La Spezia, 25 dicembre 2017 - Il "regalo" di Natale è servito. Nella strada che attraversa i giardini pubblici della Spezia, quindi in via Diaz, si è consumato l’ennesimo atto vandalico ai danni dei proprietari delle autovetture che, nella notte, erano regolarmente parcheggiate negli stalli riservati alla sosta. Questo genere di episodi, ormai, si verifica da diversi mesi e i residenti sono stanchi di dover fare avanti e indietro dal maccanico o/e pagare di tasca propria i danni provocati dai teppisti di strada.

A parlarne è Elisa Mellini, una residente: «Ancora una volta hanno spaccato i vetri di 5-6 macchine parcheggiate in via Diaz, tra cui quella del mio compagno – dice, arrabbiata –. Questi atti vandalici si verificano sopratutto il fine settimana e, ogni volta, ci tocca pagare tanti soldi per sistemare i vetri rotti: se distruggono quelli più piccoli il prezzo si aggira intorno ai 90 euro, se invece sono quelli più grandi si può arrivare a spendere anche duecento euro a vetro». Insomma, una cifra considerevole, che farebbe perdere le staffe anche alle persone più calme e ragionevoli.
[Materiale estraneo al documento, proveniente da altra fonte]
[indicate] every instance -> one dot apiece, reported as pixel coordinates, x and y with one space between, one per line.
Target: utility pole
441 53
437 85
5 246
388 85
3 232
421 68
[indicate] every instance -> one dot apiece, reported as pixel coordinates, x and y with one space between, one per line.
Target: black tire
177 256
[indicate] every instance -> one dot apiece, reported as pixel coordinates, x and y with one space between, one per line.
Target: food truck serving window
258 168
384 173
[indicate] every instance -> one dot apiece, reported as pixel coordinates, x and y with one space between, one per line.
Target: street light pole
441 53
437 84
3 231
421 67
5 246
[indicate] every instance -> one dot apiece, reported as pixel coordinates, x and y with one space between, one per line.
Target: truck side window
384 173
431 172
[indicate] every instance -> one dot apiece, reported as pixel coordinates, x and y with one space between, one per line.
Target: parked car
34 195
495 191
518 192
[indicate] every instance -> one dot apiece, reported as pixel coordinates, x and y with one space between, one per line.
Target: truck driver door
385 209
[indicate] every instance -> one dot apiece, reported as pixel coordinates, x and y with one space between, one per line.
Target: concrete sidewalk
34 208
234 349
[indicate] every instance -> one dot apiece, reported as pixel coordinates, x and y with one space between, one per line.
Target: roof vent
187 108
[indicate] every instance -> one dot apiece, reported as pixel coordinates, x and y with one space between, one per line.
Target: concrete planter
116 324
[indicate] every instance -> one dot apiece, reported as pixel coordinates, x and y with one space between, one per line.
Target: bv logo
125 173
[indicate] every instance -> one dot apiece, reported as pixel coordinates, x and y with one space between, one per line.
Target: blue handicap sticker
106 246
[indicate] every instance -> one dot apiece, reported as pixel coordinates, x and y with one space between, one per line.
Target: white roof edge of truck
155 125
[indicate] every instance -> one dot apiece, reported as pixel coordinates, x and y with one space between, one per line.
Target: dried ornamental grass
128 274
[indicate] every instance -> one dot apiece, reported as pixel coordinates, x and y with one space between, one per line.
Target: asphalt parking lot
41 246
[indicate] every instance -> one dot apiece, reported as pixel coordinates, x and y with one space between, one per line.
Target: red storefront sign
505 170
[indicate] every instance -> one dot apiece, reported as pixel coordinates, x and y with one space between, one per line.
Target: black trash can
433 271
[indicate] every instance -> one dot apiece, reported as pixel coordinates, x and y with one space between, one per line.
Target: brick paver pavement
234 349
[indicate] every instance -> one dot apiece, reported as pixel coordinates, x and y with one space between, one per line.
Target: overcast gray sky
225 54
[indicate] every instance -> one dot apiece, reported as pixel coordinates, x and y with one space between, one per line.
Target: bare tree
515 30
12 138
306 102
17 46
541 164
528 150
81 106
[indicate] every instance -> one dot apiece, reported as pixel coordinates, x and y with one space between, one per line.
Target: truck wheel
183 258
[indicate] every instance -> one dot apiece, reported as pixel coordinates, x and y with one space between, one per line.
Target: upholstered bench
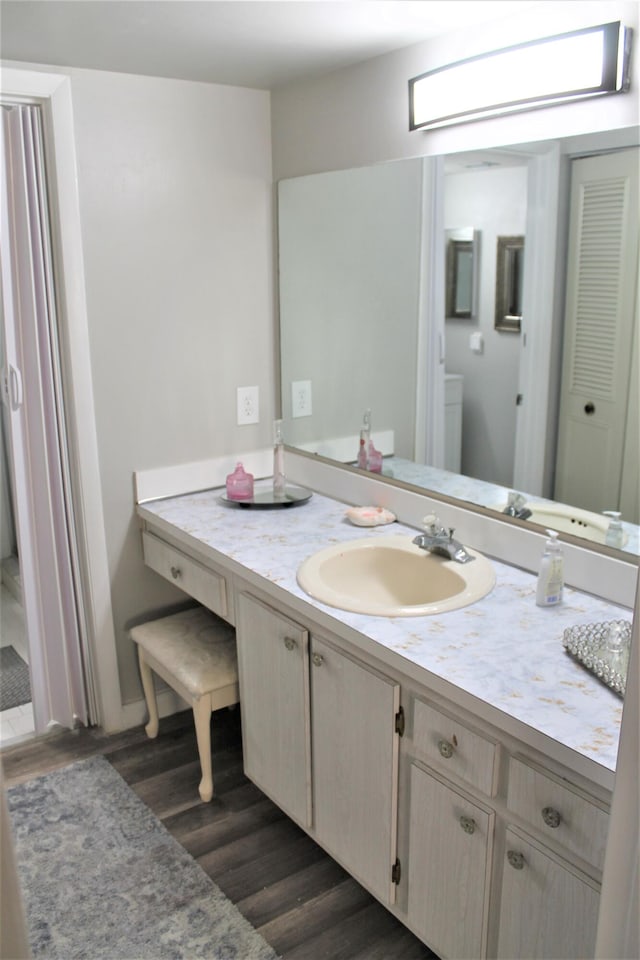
195 653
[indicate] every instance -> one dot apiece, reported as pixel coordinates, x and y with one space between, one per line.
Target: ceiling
262 44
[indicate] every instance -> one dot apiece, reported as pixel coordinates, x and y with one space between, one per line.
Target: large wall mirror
462 252
351 249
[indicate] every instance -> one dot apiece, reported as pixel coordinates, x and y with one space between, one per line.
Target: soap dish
590 644
370 516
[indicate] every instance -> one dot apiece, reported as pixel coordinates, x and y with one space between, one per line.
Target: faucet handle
431 523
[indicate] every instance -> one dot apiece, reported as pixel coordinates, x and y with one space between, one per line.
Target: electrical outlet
248 400
301 398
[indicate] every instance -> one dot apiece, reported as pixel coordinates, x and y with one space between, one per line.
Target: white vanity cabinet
273 667
475 837
547 909
451 841
319 737
547 902
451 832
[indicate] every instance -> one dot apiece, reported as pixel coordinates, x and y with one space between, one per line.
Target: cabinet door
451 840
547 909
355 766
273 668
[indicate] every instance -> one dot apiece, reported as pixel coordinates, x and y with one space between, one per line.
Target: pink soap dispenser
240 484
375 459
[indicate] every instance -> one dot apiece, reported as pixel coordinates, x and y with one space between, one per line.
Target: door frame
53 92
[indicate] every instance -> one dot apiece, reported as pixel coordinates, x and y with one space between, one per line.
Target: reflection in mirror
462 254
350 313
509 277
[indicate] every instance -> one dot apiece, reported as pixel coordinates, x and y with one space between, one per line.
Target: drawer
449 745
562 813
200 582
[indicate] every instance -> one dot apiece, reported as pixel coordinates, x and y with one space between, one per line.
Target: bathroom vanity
459 766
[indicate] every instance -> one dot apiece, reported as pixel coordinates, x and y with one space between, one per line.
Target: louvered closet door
599 330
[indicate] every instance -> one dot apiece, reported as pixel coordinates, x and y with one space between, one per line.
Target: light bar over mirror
572 66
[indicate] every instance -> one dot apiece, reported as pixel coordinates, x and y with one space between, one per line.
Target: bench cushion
195 646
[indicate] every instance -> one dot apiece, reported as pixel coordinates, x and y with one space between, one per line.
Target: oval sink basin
388 576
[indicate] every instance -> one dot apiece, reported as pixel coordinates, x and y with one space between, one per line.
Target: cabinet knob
551 817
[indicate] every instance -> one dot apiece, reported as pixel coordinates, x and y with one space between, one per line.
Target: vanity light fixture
571 66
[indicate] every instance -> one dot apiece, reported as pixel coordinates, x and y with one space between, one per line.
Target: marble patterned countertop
503 650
Nel frattempo la gente di quartiere non sta ferma, sporge denunce su denunce: «Siamo andati dalla polizia e ci hanno detto di segnalare sempre: maggiore sarà il numero degli atti formali raccolti e più possibilità avremo di vedere attivato un sistema di videosorveglianza in via Diaz».
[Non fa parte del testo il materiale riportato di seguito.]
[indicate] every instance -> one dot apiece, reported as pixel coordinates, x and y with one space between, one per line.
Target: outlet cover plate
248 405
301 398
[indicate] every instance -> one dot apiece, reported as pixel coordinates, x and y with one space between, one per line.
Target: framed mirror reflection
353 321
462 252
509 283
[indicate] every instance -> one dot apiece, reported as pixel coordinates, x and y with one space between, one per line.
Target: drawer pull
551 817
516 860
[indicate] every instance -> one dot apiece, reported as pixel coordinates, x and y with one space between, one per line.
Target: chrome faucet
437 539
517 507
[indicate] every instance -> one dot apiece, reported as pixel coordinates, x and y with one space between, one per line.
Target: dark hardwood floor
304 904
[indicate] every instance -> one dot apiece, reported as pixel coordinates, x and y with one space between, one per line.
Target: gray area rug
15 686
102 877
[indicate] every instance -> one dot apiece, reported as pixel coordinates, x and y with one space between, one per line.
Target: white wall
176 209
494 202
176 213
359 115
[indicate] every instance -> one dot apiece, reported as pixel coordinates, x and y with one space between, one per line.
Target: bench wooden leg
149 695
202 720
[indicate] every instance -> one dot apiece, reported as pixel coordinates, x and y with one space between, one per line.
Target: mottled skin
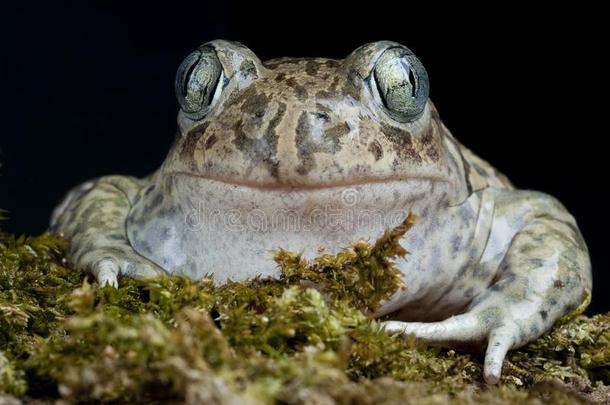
301 153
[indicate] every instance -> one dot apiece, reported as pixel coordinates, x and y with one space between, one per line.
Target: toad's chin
196 226
292 184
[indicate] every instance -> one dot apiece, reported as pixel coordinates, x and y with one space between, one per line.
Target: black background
87 90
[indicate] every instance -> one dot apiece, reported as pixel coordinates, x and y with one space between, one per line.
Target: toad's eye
401 82
199 82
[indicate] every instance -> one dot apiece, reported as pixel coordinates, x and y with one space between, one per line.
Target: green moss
303 338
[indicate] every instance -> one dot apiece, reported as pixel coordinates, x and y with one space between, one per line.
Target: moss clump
303 338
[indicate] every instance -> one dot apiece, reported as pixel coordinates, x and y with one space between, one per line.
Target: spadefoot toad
311 153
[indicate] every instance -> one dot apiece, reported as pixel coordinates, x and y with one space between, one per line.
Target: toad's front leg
92 217
542 272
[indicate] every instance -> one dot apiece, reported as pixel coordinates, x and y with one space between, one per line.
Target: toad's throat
194 226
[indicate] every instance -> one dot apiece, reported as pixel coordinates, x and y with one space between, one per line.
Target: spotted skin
302 154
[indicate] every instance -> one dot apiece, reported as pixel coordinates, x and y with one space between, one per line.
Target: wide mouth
289 185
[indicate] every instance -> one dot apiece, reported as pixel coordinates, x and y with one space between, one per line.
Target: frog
308 154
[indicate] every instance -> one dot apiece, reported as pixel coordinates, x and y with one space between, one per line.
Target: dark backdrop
87 90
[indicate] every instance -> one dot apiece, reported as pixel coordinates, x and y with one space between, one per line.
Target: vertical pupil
413 82
187 77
Anche perché, dopo tanti episodi di vandalismo, la gente inzia a sospettare che non siano solo pochi loschi individui ad apprestarsi a danneggiare i veicoli altrui, ma una vera e propria banda. Una supposizione che la gente di quartiere espone dopo un “curriculum” di osservazioni e deduzioni. In particolare relative al metodo, al modus operandi, che i teppisti sono soliti usare: «Sono attrezzati – continua Mellini –: vanno in giro con quelle specie di picchetti che si usano per rompere i vetri in caso di emergenza. Lo sappiamo perché, una volta, hanno provato a rompere quelli di una macchina infrangibile e, nonostante non siano riusciti nel loro intento, sulle superfici dei finestrini sono rimasti i segni dei colpi».
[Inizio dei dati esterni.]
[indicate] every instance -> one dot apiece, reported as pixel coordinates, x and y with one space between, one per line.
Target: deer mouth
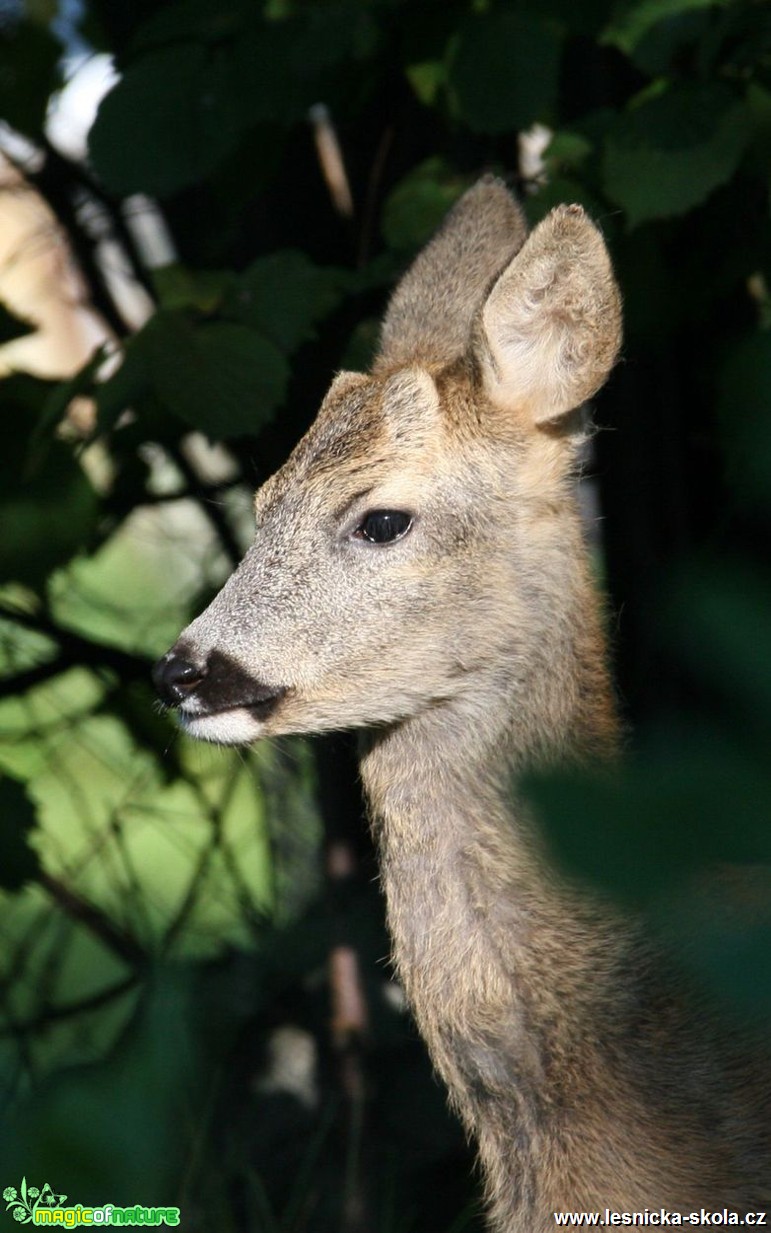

Ma qual è il motivo che spinge i vandali a danneggiare? Alla base c’è solo tanta cattiveria e menefreghismo o le azioni sono premeditate? In tal propostito, Mellini, ha la sua idea: «Non credo ci sia una ragione specifica, penso siano meri atti vandalici. La zona è centrale, ma appartata e lontana dalle abitazioni e per questo attaccano questo tratto più di altri». Ma furti? Ce ne sono stati? «A qualcuno hanno rubato dentro– conclude –. Al mio compagno no. Magari, se di tanto in tanto trovano qualcosa che gli interessa, come per esempio un paio di occhiali, non si fanno scrupoli: se lo prendono e se lo portano via».